God’s act of love in the person of Jesus has inspired Christians to sacrificial acts of love ever since. It’s the promise of resurrection, that no matter how dark it gets, love has the power to light the night. Love has the power to save the lost. Love has the power to redeem us.
We have been stuck in one long, dark Holy Saturday these past two years. But resurrection is coming. The hope of Christ promises it.
(Re)Turn to Faith
Before wanderings and doubts of adulthood settled in, I stood in line to receive communion with my mom on Easter. The woman guitarist at the country church we attended sang, “Just as I am, without one plea, but that thy blood was shed for me, and that thou bid’st me come to thee, O Lamb of God, I come, I come.”
It seemed we sang those verses 100 times over as I waited for the spongy, dry wafer and the thimbleful of grape juice. I have felt the pull now of that strange mystery who called himself I AM, Love, bidding me come for decades.
From out of our darkness and suffering this spring, Love calls us to expect and look for the wondrous. Love calls us to bear witness against the powers and principalities of darkness. Love calls us to believe we are worthy of love because of the simple fact that we exist and are called God’s children. Love calls us to an active faith, one that goes to the garden alone, one that seeks Jesus even when we thought God was dead in the tomb. Love calls us out of darkness to be makers of peace, lovers of mercy, doers of justice, pursuers of righteousness.

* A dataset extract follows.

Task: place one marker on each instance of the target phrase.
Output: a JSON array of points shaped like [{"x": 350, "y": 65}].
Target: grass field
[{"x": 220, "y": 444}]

Love calls us to the foot of the cross on Good Friday, to remember all the ways we have betrayed love, broken love, buried love, and burned love. And then love calls us to the empty tomb of Easter Sunday, to rejoice over what love wooed back, healed, resurrected, and caused to rise from the ashes.
No matter where you are on your faith journey, you can clear a path forward to the hope of resurrection this Easter. Make space to hear what the Holy Spirit has for you. Take a walk, sit outside, light a candle, plant some seeds. Simple, quiet moments invite the Spirit in. All you have to do, then, is answer the call, O Lamb of God, I come, I come.